Auswahl des Begleitmaterials
Im Rahmen dieses Prozesses und angesichts einer festen Erzählstruktur, die uns jedes Mal von den schriftlichen Archivdokumenten der Schule vorgegeben wurde, stellten wir das geeignete Foto-Begleitmaterial zusammen. Für die Auswahl der Fotos standen uns nicht nur das Fotoarchiv der DSA und das der Alumni zur Verfügung, sondern auch Bildmaterial aus unserer Kooperation mit dem Benakis-Museum, der Öffentlichen Rundfunkanstalt Griechenlands (ERT) und dem Sammler Vyron Mitos. Ergänzt wurde natürlich das Bildmaterial durch die vorsichtige Suche nach Fotos im Internet, die immer unter Berücksichtigung der Urheberrechte erfolgte.

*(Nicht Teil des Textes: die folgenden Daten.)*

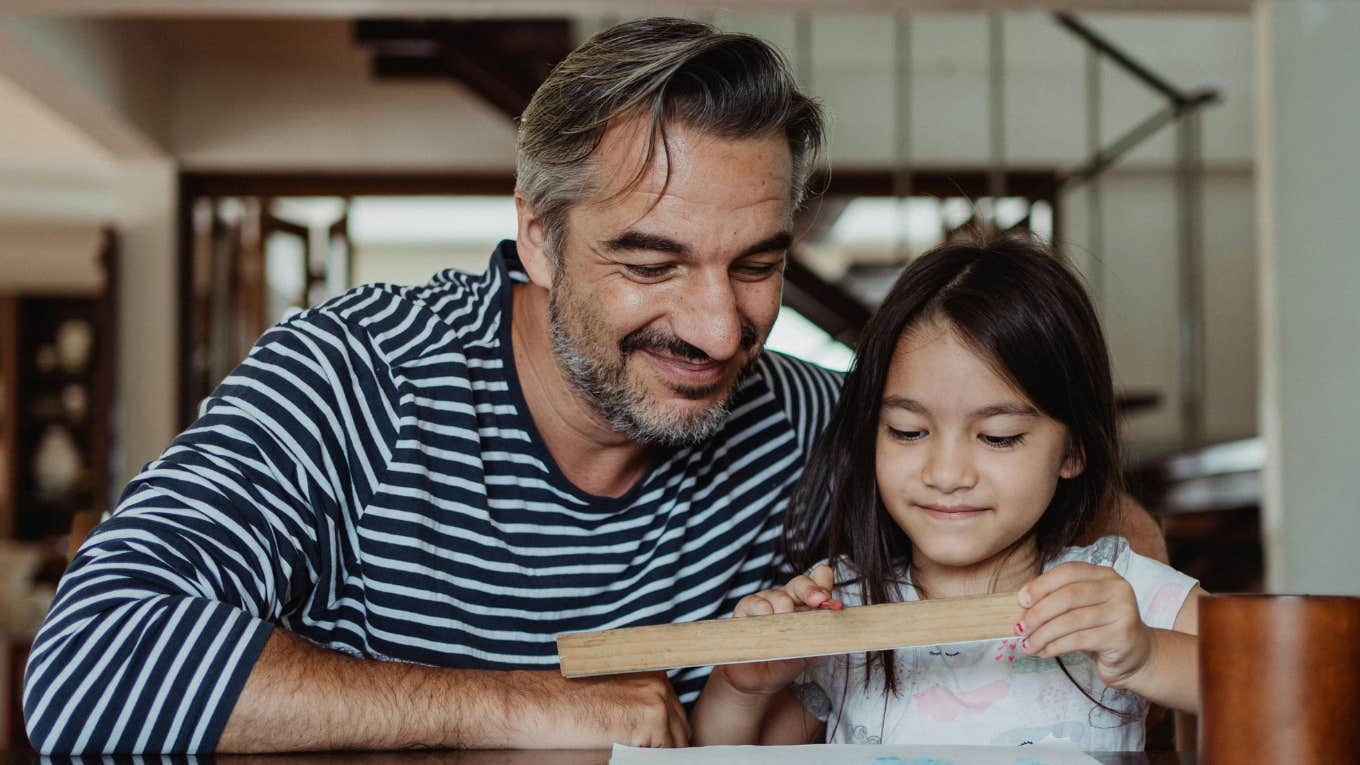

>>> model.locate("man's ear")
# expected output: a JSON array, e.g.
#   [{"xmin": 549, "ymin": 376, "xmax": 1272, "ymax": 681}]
[
  {"xmin": 1058, "ymin": 437, "xmax": 1087, "ymax": 478},
  {"xmin": 514, "ymin": 193, "xmax": 556, "ymax": 290}
]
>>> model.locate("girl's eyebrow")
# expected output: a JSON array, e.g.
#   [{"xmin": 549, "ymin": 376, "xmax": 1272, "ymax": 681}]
[
  {"xmin": 883, "ymin": 396, "xmax": 1039, "ymax": 419},
  {"xmin": 971, "ymin": 404, "xmax": 1039, "ymax": 419}
]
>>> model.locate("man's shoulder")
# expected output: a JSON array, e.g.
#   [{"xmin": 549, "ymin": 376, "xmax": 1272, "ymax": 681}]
[
  {"xmin": 756, "ymin": 351, "xmax": 845, "ymax": 404},
  {"xmin": 286, "ymin": 270, "xmax": 502, "ymax": 366}
]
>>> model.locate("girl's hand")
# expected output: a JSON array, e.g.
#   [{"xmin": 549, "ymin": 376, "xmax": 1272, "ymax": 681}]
[
  {"xmin": 714, "ymin": 566, "xmax": 845, "ymax": 696},
  {"xmin": 1016, "ymin": 562, "xmax": 1153, "ymax": 687}
]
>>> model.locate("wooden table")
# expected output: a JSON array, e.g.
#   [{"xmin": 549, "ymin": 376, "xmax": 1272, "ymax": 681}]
[{"xmin": 0, "ymin": 750, "xmax": 1198, "ymax": 765}]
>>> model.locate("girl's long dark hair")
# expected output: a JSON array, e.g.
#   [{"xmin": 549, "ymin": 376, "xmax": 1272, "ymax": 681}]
[{"xmin": 782, "ymin": 237, "xmax": 1121, "ymax": 694}]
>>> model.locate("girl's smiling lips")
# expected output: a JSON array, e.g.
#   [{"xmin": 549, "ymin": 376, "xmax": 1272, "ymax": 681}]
[{"xmin": 917, "ymin": 505, "xmax": 987, "ymax": 520}]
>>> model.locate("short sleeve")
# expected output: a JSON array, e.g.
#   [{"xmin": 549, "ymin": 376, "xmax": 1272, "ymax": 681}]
[
  {"xmin": 1098, "ymin": 536, "xmax": 1198, "ymax": 629},
  {"xmin": 793, "ymin": 656, "xmax": 835, "ymax": 723}
]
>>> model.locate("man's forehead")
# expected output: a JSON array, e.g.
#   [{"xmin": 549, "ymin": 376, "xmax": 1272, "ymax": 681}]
[{"xmin": 590, "ymin": 117, "xmax": 793, "ymax": 201}]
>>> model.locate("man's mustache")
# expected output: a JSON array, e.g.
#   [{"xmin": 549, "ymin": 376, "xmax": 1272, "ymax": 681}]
[{"xmin": 619, "ymin": 324, "xmax": 756, "ymax": 363}]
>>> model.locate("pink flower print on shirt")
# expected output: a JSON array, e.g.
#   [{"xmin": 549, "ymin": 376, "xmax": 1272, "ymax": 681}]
[
  {"xmin": 913, "ymin": 681, "xmax": 1010, "ymax": 723},
  {"xmin": 991, "ymin": 637, "xmax": 1020, "ymax": 664}
]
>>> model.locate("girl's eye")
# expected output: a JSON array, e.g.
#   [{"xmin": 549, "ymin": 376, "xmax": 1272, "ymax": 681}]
[
  {"xmin": 624, "ymin": 265, "xmax": 670, "ymax": 279},
  {"xmin": 888, "ymin": 425, "xmax": 926, "ymax": 441}
]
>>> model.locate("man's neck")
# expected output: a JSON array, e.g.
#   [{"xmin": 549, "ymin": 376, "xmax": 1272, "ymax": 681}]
[{"xmin": 510, "ymin": 284, "xmax": 650, "ymax": 497}]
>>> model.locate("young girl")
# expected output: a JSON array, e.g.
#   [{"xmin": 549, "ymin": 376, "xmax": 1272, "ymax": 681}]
[{"xmin": 694, "ymin": 240, "xmax": 1201, "ymax": 751}]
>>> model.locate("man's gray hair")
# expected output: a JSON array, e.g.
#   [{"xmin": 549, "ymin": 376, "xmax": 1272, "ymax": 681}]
[{"xmin": 515, "ymin": 18, "xmax": 824, "ymax": 257}]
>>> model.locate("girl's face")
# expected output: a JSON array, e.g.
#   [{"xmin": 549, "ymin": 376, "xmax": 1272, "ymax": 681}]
[{"xmin": 876, "ymin": 323, "xmax": 1083, "ymax": 574}]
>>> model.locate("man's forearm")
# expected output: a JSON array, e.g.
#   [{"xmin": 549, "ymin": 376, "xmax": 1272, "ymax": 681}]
[
  {"xmin": 218, "ymin": 629, "xmax": 518, "ymax": 751},
  {"xmin": 225, "ymin": 628, "xmax": 690, "ymax": 753}
]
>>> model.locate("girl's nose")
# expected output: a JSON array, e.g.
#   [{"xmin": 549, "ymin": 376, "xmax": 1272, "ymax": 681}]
[{"xmin": 922, "ymin": 441, "xmax": 976, "ymax": 494}]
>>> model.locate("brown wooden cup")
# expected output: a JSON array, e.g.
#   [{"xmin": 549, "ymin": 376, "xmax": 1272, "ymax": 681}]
[{"xmin": 1200, "ymin": 595, "xmax": 1360, "ymax": 765}]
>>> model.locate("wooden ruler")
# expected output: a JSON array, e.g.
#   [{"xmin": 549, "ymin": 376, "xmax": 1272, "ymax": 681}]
[{"xmin": 558, "ymin": 592, "xmax": 1021, "ymax": 678}]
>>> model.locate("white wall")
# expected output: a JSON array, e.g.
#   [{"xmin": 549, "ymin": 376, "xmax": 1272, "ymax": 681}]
[
  {"xmin": 0, "ymin": 222, "xmax": 103, "ymax": 293},
  {"xmin": 0, "ymin": 12, "xmax": 1255, "ymax": 481},
  {"xmin": 1257, "ymin": 0, "xmax": 1360, "ymax": 595},
  {"xmin": 1062, "ymin": 169, "xmax": 1258, "ymax": 457}
]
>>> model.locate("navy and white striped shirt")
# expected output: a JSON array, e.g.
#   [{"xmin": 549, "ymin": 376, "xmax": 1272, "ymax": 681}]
[{"xmin": 24, "ymin": 242, "xmax": 839, "ymax": 753}]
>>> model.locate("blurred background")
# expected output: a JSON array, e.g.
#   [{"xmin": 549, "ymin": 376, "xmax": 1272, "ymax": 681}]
[{"xmin": 0, "ymin": 0, "xmax": 1360, "ymax": 746}]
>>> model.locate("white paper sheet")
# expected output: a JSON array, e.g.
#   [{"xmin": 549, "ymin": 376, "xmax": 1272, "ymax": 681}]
[{"xmin": 609, "ymin": 740, "xmax": 1100, "ymax": 765}]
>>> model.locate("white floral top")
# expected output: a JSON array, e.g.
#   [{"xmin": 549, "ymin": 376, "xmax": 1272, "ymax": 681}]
[{"xmin": 794, "ymin": 536, "xmax": 1195, "ymax": 751}]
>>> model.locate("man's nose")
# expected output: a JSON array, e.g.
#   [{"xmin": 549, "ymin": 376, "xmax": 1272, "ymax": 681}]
[{"xmin": 675, "ymin": 272, "xmax": 741, "ymax": 361}]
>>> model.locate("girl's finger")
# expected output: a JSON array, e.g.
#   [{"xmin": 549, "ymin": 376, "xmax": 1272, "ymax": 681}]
[
  {"xmin": 1016, "ymin": 580, "xmax": 1119, "ymax": 636},
  {"xmin": 808, "ymin": 564, "xmax": 836, "ymax": 591},
  {"xmin": 1020, "ymin": 561, "xmax": 1119, "ymax": 608},
  {"xmin": 732, "ymin": 589, "xmax": 775, "ymax": 617},
  {"xmin": 783, "ymin": 569, "xmax": 832, "ymax": 608},
  {"xmin": 1020, "ymin": 606, "xmax": 1121, "ymax": 655},
  {"xmin": 762, "ymin": 589, "xmax": 800, "ymax": 614}
]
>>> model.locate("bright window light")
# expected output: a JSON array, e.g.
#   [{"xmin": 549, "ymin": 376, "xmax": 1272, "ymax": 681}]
[{"xmin": 766, "ymin": 306, "xmax": 854, "ymax": 372}]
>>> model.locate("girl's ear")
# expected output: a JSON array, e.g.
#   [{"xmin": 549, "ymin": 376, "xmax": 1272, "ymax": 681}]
[
  {"xmin": 1058, "ymin": 436, "xmax": 1087, "ymax": 478},
  {"xmin": 514, "ymin": 193, "xmax": 555, "ymax": 290}
]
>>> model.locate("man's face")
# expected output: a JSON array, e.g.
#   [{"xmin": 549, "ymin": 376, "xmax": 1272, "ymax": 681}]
[{"xmin": 549, "ymin": 121, "xmax": 792, "ymax": 444}]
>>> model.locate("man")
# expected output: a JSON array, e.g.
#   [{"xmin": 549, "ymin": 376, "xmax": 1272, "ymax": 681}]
[{"xmin": 24, "ymin": 19, "xmax": 1158, "ymax": 751}]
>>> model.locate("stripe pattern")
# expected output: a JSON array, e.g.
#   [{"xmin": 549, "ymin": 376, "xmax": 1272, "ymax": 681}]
[{"xmin": 24, "ymin": 242, "xmax": 839, "ymax": 753}]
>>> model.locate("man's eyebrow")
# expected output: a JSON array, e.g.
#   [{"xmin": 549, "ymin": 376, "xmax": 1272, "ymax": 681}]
[
  {"xmin": 604, "ymin": 231, "xmax": 690, "ymax": 257},
  {"xmin": 604, "ymin": 231, "xmax": 793, "ymax": 257},
  {"xmin": 741, "ymin": 231, "xmax": 793, "ymax": 257}
]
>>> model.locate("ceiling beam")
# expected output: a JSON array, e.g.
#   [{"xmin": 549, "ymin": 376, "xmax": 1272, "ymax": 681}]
[{"xmin": 0, "ymin": 0, "xmax": 1253, "ymax": 19}]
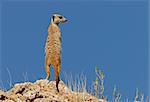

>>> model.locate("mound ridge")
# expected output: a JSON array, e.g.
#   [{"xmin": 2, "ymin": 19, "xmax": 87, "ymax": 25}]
[{"xmin": 0, "ymin": 79, "xmax": 105, "ymax": 102}]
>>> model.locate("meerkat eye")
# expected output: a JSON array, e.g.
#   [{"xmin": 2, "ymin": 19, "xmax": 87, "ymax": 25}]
[{"xmin": 59, "ymin": 16, "xmax": 62, "ymax": 19}]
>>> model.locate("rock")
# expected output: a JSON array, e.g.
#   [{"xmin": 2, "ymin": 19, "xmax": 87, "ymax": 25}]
[{"xmin": 0, "ymin": 79, "xmax": 106, "ymax": 102}]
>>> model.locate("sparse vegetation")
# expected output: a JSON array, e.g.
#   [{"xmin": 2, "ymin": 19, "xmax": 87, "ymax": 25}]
[
  {"xmin": 113, "ymin": 86, "xmax": 121, "ymax": 102},
  {"xmin": 0, "ymin": 67, "xmax": 149, "ymax": 102},
  {"xmin": 93, "ymin": 67, "xmax": 105, "ymax": 99}
]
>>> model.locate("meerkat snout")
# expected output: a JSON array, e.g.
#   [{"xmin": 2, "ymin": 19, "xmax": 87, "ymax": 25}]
[{"xmin": 51, "ymin": 14, "xmax": 68, "ymax": 25}]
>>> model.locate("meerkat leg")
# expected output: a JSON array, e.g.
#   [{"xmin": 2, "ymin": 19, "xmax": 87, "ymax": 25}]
[
  {"xmin": 45, "ymin": 65, "xmax": 50, "ymax": 80},
  {"xmin": 45, "ymin": 58, "xmax": 51, "ymax": 80},
  {"xmin": 54, "ymin": 65, "xmax": 60, "ymax": 92}
]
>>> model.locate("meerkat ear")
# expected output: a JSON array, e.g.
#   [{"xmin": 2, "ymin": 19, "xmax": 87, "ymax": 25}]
[{"xmin": 52, "ymin": 16, "xmax": 55, "ymax": 22}]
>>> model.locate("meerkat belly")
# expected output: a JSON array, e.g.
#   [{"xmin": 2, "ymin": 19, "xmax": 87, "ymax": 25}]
[{"xmin": 46, "ymin": 33, "xmax": 61, "ymax": 62}]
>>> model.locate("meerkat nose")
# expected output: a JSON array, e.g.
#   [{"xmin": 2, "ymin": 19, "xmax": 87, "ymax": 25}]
[{"xmin": 65, "ymin": 19, "xmax": 68, "ymax": 22}]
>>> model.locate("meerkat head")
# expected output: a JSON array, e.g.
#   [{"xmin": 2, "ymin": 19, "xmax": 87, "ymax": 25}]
[{"xmin": 51, "ymin": 14, "xmax": 67, "ymax": 25}]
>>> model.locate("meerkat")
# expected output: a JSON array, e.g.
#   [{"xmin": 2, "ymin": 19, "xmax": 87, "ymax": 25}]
[{"xmin": 45, "ymin": 14, "xmax": 67, "ymax": 92}]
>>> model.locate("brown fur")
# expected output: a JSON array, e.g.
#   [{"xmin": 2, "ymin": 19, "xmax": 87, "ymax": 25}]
[{"xmin": 45, "ymin": 13, "xmax": 67, "ymax": 92}]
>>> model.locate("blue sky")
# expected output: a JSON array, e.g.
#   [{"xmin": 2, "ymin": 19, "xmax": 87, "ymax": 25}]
[{"xmin": 0, "ymin": 0, "xmax": 148, "ymax": 99}]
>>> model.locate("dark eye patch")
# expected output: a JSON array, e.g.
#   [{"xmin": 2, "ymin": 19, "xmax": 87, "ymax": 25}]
[{"xmin": 59, "ymin": 16, "xmax": 62, "ymax": 19}]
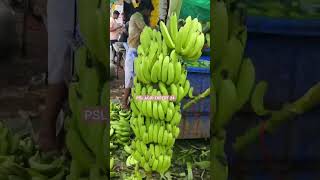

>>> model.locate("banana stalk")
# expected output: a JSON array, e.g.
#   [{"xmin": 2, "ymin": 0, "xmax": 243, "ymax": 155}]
[
  {"xmin": 183, "ymin": 88, "xmax": 210, "ymax": 110},
  {"xmin": 233, "ymin": 82, "xmax": 320, "ymax": 153}
]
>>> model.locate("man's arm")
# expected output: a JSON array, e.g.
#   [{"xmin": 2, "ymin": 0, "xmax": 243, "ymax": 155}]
[{"xmin": 110, "ymin": 21, "xmax": 121, "ymax": 32}]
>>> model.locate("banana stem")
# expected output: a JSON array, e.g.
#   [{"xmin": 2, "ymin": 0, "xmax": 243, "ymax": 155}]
[
  {"xmin": 233, "ymin": 82, "xmax": 320, "ymax": 153},
  {"xmin": 182, "ymin": 88, "xmax": 210, "ymax": 110}
]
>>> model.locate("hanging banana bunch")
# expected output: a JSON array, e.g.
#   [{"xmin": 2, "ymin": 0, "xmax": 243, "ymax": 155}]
[
  {"xmin": 126, "ymin": 13, "xmax": 204, "ymax": 176},
  {"xmin": 150, "ymin": 0, "xmax": 160, "ymax": 27}
]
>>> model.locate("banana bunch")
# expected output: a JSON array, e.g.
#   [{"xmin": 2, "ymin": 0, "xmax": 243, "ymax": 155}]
[
  {"xmin": 130, "ymin": 81, "xmax": 193, "ymax": 121},
  {"xmin": 110, "ymin": 111, "xmax": 131, "ymax": 147},
  {"xmin": 126, "ymin": 14, "xmax": 205, "ymax": 175},
  {"xmin": 150, "ymin": 0, "xmax": 160, "ymax": 27},
  {"xmin": 130, "ymin": 116, "xmax": 181, "ymax": 148},
  {"xmin": 132, "ymin": 140, "xmax": 172, "ymax": 174},
  {"xmin": 138, "ymin": 13, "xmax": 205, "ymax": 62}
]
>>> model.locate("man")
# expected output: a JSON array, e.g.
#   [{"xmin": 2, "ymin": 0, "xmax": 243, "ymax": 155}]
[
  {"xmin": 39, "ymin": 0, "xmax": 75, "ymax": 151},
  {"xmin": 110, "ymin": 10, "xmax": 122, "ymax": 60},
  {"xmin": 122, "ymin": 1, "xmax": 152, "ymax": 109},
  {"xmin": 110, "ymin": 10, "xmax": 122, "ymax": 45}
]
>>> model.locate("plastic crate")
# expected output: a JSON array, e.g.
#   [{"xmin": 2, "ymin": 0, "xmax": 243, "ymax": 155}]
[
  {"xmin": 179, "ymin": 112, "xmax": 210, "ymax": 139},
  {"xmin": 182, "ymin": 56, "xmax": 210, "ymax": 113}
]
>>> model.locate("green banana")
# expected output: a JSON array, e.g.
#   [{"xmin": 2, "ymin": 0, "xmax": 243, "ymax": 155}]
[
  {"xmin": 158, "ymin": 103, "xmax": 165, "ymax": 120},
  {"xmin": 170, "ymin": 84, "xmax": 178, "ymax": 101},
  {"xmin": 152, "ymin": 123, "xmax": 159, "ymax": 142},
  {"xmin": 148, "ymin": 124, "xmax": 154, "ymax": 142},
  {"xmin": 151, "ymin": 60, "xmax": 160, "ymax": 83},
  {"xmin": 160, "ymin": 130, "xmax": 168, "ymax": 146},
  {"xmin": 152, "ymin": 102, "xmax": 159, "ymax": 119},
  {"xmin": 160, "ymin": 21, "xmax": 175, "ymax": 49},
  {"xmin": 166, "ymin": 62, "xmax": 175, "ymax": 85},
  {"xmin": 157, "ymin": 126, "xmax": 164, "ymax": 143},
  {"xmin": 174, "ymin": 62, "xmax": 182, "ymax": 84},
  {"xmin": 161, "ymin": 56, "xmax": 170, "ymax": 83}
]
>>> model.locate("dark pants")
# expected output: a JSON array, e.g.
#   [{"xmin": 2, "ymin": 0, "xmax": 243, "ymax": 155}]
[{"xmin": 110, "ymin": 40, "xmax": 118, "ymax": 61}]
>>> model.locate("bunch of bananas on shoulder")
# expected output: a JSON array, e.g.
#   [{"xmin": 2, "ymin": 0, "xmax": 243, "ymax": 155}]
[{"xmin": 125, "ymin": 14, "xmax": 204, "ymax": 175}]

In ähnlicher Weise wurde auch die Musik ausgewählt. Die Grundlage dafür bildeten sowohl persönliche Kompositionen des hervorragenden Musikers und Kollegen Roland Hoffmann als auch Musik aus dem Internet. Das alles wurde mit der wertvollen Unterstützung des Sozialanthropologen und Filmemachers Spyros Geroussis verwirklicht.
Ausblick
Da die systematische Fortsetzung dieses Unternehmens angestrebt wird, ist die Reise in die Geschichte unserer Schule noch nicht abgeschlossen. Unser Ziel ist es, diesen Versuch fortzusetzen, um so auch anderen SchülerInnen und Lehrkräften der Schule die Möglichkeit zu geben, an diesem Prozess teilzuhaben, der ihnen nicht nur reichhaltige Erfahrungen bescheren, sondern –um es mit den Worten unseres Dichters Konstantinos Kavafis auszudrücken– auch „die schöne Reise…“ ermöglichen wird.